USS Edsall (DE-129)

For other ships with the same name, see USS Edsall.
History
United States
Namesake: Norman Edsall
Builder: Consolidated Steel Corporation, Orange, Texas
Laid down: 2 July 1942
Launched: 1 November 1942
Commissioned: 10 April 1943
Decommissioned: 11 June 1946
Struck: 1 June 1968
Fate:
  • Sold for scrap,
  • July 1969
General characteristics
Class and type: Edsall-class destroyer escort
Displacement:
  • 1,590 tons full,
  • 1,200 tons standard
Length: 306 ft (93 m) overall
Beam: 36 ft 7 in (11.15 m)
Draught: 12 ft 3 in (3.73 m) ax
Propulsion:
Speed: 21 knots (39 km/h)
Range:
  • 9,100 nmi. at 12 knots
  • (17,000 km at 22 km/h)
Complement: 8 officers, 201 enlisted
Armament:

USS Edsall (DE-129) was the lead ship of her class of destroyer escort in the United States Navy. She was the second Navy ship named in honor of Seaman Norman Edsall (1873–1899).

Edsall was laid down by the Consolidated Steel Corporation at Orange, Texas on 2 July 1942; launched 1 November 1942; sponsored by Mrs. Bessie Edsall Bracey, sister of Seaman Edsall; and commissioned 10 April 1943, with Lieutenant Commander E. C. Woodward in command.

History

Edsall was a schoolship at Norfolk, 20 June to 6 August 1943, for pre-commissioning crews of escort vessels, then served at Miami with the Submarine Chaser Training Center. In March 1944, she joined a tanker convoy at Galveston, Texas, assigned to Escort Division 59, whose flagship she became 24 March.
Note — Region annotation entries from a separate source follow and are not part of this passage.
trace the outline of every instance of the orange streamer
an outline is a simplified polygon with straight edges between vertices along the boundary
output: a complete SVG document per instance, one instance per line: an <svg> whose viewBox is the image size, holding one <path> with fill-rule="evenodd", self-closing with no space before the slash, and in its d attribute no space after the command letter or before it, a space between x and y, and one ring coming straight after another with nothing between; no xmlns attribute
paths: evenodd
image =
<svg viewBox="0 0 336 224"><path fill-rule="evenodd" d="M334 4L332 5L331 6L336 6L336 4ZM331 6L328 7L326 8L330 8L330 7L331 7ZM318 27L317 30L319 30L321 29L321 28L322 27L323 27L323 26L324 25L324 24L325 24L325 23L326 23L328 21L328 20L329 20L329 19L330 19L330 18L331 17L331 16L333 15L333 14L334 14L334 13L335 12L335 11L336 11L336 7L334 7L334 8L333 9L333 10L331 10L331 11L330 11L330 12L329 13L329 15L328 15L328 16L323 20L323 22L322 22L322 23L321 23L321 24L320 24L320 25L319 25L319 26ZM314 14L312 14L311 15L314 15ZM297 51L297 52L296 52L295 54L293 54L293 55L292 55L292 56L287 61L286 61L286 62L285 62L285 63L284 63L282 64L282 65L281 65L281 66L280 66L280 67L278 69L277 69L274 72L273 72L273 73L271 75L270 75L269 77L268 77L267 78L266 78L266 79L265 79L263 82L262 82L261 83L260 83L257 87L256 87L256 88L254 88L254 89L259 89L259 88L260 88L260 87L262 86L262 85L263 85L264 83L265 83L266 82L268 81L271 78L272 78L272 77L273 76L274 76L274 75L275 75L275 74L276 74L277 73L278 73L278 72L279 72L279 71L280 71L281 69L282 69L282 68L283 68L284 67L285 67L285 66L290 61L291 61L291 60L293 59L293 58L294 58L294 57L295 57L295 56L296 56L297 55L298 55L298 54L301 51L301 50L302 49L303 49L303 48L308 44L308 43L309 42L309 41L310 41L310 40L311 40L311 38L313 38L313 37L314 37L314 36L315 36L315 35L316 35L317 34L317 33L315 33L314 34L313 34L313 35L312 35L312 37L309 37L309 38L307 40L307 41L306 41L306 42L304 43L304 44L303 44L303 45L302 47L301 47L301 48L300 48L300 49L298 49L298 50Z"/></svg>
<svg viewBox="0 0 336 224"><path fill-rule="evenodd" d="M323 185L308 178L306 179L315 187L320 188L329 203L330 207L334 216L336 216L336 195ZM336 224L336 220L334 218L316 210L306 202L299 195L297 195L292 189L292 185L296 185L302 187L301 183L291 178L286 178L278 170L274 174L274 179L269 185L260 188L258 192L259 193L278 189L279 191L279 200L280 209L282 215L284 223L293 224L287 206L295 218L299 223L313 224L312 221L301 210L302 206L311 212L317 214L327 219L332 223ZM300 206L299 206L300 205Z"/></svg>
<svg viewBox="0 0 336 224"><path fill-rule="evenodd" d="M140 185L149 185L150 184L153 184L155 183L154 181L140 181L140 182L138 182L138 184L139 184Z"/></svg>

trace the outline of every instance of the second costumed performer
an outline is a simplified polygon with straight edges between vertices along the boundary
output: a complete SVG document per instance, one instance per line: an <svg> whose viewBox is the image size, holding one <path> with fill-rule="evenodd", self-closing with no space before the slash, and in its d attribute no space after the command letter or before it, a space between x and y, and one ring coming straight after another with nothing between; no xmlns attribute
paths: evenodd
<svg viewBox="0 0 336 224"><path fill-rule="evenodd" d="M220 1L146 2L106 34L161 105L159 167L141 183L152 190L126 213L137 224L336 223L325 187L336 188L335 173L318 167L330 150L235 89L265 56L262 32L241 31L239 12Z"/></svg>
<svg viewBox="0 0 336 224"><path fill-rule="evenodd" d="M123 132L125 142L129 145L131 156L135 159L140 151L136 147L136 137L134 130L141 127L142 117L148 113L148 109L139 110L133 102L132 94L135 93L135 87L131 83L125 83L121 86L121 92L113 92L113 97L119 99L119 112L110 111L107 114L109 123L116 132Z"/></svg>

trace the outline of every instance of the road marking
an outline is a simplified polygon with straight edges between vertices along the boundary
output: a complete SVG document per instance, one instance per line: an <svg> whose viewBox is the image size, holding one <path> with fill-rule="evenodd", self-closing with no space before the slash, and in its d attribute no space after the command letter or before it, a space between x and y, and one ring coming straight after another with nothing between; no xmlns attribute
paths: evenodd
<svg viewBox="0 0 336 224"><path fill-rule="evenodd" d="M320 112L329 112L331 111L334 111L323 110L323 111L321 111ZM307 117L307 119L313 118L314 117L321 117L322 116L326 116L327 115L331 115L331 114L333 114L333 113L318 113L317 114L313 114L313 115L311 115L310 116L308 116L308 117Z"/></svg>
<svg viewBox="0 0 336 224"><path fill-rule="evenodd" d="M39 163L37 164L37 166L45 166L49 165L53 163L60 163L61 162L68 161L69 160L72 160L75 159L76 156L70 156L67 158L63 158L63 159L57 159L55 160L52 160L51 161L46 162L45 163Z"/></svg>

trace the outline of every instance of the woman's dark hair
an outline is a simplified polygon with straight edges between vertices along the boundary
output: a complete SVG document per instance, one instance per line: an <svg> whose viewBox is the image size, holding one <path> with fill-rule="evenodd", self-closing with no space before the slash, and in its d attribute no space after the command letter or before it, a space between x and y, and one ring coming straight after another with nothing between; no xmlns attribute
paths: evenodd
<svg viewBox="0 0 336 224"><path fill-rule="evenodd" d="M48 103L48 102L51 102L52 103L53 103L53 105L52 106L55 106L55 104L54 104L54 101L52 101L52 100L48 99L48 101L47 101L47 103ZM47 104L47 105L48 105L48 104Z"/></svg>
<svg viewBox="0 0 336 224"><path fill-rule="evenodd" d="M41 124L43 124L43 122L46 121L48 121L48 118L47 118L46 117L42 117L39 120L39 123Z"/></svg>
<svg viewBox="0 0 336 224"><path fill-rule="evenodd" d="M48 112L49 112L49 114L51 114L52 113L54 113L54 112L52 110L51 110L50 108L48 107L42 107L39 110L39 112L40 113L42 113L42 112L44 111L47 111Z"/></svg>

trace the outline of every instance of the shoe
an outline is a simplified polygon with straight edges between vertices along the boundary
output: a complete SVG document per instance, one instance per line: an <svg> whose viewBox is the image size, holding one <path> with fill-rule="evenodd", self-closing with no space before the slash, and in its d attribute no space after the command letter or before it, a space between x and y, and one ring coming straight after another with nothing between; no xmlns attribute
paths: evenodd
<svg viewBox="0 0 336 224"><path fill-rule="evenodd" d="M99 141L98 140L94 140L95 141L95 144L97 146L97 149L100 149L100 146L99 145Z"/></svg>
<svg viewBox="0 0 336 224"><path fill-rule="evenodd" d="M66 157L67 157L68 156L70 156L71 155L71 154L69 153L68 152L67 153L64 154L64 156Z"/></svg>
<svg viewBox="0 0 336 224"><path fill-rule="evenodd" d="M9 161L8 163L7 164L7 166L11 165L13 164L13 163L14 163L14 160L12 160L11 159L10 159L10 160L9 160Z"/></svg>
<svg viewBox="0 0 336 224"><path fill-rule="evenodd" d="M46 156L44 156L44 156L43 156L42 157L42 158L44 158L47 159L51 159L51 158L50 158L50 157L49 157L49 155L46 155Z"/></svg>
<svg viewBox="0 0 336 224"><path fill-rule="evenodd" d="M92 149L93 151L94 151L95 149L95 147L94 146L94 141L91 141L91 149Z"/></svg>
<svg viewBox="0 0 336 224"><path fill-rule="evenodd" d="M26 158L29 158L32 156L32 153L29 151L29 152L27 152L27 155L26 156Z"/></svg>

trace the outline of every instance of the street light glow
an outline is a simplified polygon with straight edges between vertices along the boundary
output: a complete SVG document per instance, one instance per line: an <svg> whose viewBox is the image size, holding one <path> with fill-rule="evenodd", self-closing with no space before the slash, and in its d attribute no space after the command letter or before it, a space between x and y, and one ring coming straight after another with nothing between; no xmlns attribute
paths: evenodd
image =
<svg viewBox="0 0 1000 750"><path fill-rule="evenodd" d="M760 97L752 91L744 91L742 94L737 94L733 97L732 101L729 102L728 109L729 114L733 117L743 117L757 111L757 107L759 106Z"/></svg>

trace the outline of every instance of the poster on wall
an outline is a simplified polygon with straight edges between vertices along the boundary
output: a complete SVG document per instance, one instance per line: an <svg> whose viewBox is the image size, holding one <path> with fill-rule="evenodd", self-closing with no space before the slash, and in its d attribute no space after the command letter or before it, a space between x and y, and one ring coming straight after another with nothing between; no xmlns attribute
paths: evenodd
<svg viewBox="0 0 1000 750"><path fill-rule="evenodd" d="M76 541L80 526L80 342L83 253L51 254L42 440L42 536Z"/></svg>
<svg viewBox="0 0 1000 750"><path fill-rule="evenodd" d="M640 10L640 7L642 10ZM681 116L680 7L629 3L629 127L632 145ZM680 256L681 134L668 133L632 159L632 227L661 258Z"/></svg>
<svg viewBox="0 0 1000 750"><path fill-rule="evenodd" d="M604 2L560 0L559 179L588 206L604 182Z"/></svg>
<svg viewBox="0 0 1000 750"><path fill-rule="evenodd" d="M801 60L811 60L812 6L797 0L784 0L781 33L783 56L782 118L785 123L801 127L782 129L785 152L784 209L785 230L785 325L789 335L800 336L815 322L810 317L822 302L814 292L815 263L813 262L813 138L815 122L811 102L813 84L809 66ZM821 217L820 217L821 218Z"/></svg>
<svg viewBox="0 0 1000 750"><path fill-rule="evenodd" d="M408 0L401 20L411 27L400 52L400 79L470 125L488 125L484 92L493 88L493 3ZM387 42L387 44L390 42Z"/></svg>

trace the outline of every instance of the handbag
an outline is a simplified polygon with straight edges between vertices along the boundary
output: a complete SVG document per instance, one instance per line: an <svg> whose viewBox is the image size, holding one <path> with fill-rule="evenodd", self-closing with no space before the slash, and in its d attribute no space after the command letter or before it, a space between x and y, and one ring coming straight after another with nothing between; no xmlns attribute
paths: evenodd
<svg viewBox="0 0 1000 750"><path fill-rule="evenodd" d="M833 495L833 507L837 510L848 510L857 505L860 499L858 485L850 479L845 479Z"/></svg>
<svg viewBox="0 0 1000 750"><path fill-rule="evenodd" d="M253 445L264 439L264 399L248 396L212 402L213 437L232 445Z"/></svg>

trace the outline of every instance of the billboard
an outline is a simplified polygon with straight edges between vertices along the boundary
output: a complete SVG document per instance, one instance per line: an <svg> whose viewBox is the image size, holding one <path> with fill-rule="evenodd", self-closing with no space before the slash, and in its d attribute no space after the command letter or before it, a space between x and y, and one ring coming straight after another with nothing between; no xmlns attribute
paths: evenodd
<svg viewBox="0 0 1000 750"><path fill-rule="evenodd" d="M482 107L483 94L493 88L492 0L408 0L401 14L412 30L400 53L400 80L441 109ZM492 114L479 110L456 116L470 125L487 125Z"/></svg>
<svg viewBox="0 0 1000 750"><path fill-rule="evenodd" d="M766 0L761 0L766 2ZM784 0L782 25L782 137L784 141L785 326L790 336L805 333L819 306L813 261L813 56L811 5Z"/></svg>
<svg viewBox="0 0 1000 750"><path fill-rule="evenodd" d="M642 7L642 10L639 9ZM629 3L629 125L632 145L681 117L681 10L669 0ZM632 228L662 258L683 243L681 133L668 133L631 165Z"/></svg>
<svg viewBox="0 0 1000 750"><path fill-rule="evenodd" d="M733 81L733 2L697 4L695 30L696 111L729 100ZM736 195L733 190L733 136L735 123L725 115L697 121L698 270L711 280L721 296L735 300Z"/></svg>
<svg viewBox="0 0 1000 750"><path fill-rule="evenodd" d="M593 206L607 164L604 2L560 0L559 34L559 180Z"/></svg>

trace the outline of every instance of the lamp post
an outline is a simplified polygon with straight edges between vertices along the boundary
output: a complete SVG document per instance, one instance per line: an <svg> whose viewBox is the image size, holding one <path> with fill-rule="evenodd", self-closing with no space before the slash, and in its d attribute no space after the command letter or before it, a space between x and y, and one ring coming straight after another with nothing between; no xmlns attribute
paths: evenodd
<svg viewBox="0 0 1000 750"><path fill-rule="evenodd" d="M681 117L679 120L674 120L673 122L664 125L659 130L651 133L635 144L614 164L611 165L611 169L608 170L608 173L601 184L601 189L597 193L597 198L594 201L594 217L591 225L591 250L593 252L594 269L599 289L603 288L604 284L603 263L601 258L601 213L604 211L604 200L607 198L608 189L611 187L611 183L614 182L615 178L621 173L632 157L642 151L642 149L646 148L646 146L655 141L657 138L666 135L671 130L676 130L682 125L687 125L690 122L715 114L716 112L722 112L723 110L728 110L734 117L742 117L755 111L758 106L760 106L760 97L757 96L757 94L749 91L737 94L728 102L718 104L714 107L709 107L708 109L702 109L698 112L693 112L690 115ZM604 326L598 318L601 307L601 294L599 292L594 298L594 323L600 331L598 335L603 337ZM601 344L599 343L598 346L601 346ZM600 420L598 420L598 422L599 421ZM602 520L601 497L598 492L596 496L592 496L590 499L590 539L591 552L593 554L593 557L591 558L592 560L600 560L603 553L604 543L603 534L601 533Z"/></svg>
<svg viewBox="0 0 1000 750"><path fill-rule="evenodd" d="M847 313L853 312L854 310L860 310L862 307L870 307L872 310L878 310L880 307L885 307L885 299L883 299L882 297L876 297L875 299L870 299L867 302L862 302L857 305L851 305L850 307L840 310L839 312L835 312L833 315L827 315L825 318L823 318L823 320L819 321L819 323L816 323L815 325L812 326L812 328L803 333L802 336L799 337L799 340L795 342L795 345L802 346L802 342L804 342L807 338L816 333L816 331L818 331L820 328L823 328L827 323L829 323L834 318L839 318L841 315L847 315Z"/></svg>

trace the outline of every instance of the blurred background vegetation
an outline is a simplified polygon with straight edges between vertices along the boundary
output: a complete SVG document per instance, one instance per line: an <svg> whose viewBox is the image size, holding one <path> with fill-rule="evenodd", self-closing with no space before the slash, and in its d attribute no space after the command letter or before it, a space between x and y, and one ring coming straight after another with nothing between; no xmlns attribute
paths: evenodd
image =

Edsall continued escort duty from the Gulf of Mexico to New York City and Norfolk, and with one convoy to NS Argentia, Newfoundland. In May, she sailed to Bermuda for antisubmarine warfare tests using a captured Italian submarine.

Between 1 July 1944 and 3 June 1945, she ranged Atlantic sealanes guarding seven convoys carrying the very lifeblood to the Mediterranean and Britain. While escorting the sixth convoy en route to New York from Liverpool on 10 April 1945, Edsall along with other escorts were quick to come to the assistance of two tankers in the convoy who had collided. Edsall searched for survivors and helped extinguish fires which broke out.

Edsall sailed for the Pacific on 24 June 1945, but World War II ended while she was training at Pearl Harbor, and she returned East. She was placed out of commission in reserve at Green Cove Springs, Florida, on 11 June 1946.

Edsall was stricken from the Naval Vessel Register on 1 June 1968, and sold for scrap in July 1969.